Sponsored Content by SANOFI
As the most commonly diagnosed type of cancer, the devastating effects of breast cancer continue to impact families around the world.1 It’s the fifth most frequent cause of cancer deaths globally, resulting in an estimated 685,000 deaths in 2020 alone, and a physical and emotional burden for patients and their caregivers.2
Approximately 75% of breast cancers are classified as estrogen receptor-positive (ER+),3 making it the most common type of the disease diagnosed today.4 In ER+ breast cancers, cancer cells in the body are fueled by a person’s own estrogen hormones,5 and because women and men both produce estrogen,6 both could be at risk for potentially developing ER+ breast cancer.
Metastatic breast cancer (MBC) refers to cancer that has spread outside the breast to another part of the body, such as the liver, brain, bones or lungs.7 Also known as Stage IV, this is considered the most advanced stage of breast cancer.7 In the U.S., between 20%-30% of patients initially diagnosed with earlier stages of breast cancer eventually develop recurrent advanced or metastatic forms of the disease.8 Sadly, the five-year relative survival rate for metastatic female breast cancer is only 28%.9
UNMET NEEDS IN MBC TREATMENT
There is currently no cure for MBC. Breast cancer cells adapt to their environment and mutate, which leads to drug resistance and disease progression over time.3 Once a person reaches the metastatic stage of breast cancer, each subsequent treatment line tends to be effective for a shorter duration than the previous line of therapy due to increasing cancer resistance.10 This commonly occurs in ER+ breast cancer.11
Most endocrine therapies inhibit tumor growth by either lowering estrogen levels or blocking the estrogen from activating the estrogen receptors.12 First-line therapy for ER+ MBC often includes anti-estrogen therapies, or endocrine therapies, in combination with cyclin-dependent kinase (CDK) 4/6 inhibitors.13 The clinical use of CDK4/6 inhibitors has significantly improved the prognosis of patients with hormone-receptor positive (HR+) human epidermal growth factor receptor 2 (HER2)-negative MBC.14 While these therapies are often effective early in the course of the disease, approximately 30%-50% of people treated for ER+ breast cancer develop resistance to endocrine therapies.13 When cancer cells become resistant to therapy and progress, patients require multiple treatment approaches over time.15
Given the complex nature of MBC, there is an urgent need for new therapies and novel ways to overcome drug resistance. Recognizing the need for new solutions, our researchers at Sanofi are investigating an approach to treating ER+ breast cancer that aims to combine estrogen receptor (ER) binding potency with an oral administration. This approach involves antagonizing and degrading the ER, resulting in inhibition of the ER signaling pathway.
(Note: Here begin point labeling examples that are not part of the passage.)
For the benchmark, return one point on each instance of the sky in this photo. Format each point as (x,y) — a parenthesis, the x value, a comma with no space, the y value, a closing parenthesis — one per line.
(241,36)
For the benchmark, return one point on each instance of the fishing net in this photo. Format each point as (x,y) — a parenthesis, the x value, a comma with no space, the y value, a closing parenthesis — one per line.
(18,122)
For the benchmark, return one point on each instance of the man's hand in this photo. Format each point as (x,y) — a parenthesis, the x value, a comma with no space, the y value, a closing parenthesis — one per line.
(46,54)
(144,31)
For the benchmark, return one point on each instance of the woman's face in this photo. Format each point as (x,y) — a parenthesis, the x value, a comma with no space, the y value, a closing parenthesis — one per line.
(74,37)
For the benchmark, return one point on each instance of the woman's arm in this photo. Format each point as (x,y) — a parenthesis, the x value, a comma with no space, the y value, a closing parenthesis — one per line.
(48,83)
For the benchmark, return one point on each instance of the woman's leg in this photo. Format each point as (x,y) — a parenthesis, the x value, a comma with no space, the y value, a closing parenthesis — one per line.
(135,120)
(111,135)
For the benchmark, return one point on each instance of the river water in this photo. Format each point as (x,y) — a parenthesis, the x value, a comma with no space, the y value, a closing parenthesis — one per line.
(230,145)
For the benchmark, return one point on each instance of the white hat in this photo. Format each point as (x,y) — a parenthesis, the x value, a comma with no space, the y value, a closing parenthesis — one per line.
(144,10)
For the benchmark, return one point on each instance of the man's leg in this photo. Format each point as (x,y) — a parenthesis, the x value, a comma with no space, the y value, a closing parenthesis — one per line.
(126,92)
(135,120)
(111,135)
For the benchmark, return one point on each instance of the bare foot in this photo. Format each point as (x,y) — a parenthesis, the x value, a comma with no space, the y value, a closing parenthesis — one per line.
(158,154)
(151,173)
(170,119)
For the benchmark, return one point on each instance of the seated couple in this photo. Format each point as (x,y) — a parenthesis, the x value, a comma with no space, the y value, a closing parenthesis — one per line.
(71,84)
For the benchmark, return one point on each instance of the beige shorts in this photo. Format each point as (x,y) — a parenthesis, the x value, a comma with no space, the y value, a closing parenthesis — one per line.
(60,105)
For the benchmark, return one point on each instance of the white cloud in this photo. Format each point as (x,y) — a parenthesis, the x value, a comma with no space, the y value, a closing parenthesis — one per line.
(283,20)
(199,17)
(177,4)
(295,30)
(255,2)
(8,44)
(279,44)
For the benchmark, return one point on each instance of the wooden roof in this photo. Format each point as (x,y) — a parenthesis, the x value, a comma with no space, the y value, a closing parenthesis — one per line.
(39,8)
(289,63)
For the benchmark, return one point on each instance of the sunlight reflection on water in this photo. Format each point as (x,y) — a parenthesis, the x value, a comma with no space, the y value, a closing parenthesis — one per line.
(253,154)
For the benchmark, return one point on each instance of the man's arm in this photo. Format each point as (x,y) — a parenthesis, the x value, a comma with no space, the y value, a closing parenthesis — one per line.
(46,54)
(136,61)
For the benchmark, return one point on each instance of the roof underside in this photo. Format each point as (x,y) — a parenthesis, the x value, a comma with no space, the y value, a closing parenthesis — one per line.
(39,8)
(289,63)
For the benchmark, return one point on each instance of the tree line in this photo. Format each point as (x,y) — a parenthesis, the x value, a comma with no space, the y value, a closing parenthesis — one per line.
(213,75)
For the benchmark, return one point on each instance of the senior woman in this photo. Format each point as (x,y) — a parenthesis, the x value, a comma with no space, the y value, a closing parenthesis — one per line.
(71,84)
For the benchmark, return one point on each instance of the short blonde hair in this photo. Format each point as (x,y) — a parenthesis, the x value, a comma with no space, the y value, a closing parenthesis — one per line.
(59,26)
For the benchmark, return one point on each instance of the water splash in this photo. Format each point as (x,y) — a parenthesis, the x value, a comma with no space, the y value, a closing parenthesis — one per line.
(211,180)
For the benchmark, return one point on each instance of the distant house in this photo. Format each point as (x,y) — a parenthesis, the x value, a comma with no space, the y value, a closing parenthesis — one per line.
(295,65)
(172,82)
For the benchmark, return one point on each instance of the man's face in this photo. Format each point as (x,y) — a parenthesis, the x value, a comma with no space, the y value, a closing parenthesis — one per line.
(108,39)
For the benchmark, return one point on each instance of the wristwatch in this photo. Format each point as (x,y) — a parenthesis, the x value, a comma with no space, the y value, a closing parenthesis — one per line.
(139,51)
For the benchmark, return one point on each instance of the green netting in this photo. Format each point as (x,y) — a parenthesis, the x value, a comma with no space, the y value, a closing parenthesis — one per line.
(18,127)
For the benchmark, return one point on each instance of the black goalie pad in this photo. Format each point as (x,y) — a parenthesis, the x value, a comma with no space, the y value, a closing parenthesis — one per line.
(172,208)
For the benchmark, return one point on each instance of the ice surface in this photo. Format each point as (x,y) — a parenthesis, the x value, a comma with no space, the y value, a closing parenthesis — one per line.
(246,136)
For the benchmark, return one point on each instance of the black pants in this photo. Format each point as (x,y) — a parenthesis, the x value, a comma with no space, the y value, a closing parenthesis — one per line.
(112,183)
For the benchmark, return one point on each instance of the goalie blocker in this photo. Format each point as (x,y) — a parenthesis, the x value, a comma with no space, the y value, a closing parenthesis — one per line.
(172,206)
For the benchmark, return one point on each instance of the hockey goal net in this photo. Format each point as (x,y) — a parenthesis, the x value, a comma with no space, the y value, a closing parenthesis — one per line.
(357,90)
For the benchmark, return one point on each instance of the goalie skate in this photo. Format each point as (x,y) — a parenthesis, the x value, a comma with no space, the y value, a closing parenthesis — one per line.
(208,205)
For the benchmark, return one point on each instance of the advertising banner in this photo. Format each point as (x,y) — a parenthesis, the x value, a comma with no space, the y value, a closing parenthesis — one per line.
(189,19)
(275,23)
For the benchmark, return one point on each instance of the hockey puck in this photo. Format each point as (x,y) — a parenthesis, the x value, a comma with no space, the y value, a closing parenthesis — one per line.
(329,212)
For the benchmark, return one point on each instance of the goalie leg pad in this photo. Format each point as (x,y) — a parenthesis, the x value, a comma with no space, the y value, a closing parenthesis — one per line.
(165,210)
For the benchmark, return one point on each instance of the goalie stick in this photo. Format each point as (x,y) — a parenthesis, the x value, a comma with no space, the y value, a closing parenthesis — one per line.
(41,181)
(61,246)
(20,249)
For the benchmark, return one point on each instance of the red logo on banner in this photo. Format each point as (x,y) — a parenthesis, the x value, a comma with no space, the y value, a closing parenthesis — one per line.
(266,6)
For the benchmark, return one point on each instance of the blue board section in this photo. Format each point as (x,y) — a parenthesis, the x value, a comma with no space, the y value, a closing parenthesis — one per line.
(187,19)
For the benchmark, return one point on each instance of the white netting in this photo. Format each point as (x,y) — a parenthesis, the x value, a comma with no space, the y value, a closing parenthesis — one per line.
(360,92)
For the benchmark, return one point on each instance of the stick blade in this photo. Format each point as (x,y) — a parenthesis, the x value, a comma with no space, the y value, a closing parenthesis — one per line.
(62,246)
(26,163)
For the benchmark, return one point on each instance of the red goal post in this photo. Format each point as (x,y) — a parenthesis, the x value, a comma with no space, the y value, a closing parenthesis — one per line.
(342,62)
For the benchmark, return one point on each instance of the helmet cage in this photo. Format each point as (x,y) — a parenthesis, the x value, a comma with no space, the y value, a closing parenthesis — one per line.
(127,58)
COMMITMENT TO RESPONSIVE INNOVATION IN MBC
As we advance these research efforts on behalf of people living with breast cancer, we’re keenly aware of the equally important task of addressing unmet needs that go beyond treatment. While early-stage breast cancer is often a story of hope, recent surveys of women living with MBC found that more than 85% do not feel included in the “pink ribbon” breast cancer initiatives, underscoring the need for more recognition and support for those in later stages of illness.16
Over the years, healthcare providers have also expressed frustration over the significant unmet needs in breast cancer. The MBC community has voiced its collective desire for new treatment options and a better balance between potential effectiveness and impacts on quality of life.17
At Sanofi, we understand that an MBC diagnosis is a very different experience than early-stage breast cancer, and we are committed to actively working with the community to drive awareness of the realities of living with this challenging disease over its entire spectrum. Every person’s experience is unique, and our clinical research programs are designed to reflect the diverse patient populations that diseases affect. Our clinical research program in MBC, for example, was informed by eight panels and interviews involving 40 patients with diverse backgrounds.
Until we have a cure, we will continue to work toward advancing care – addressing the real needs of people living with MBC by balancing the potential for extending survival with the effects on a person’s ability to function and maintain their quality of life.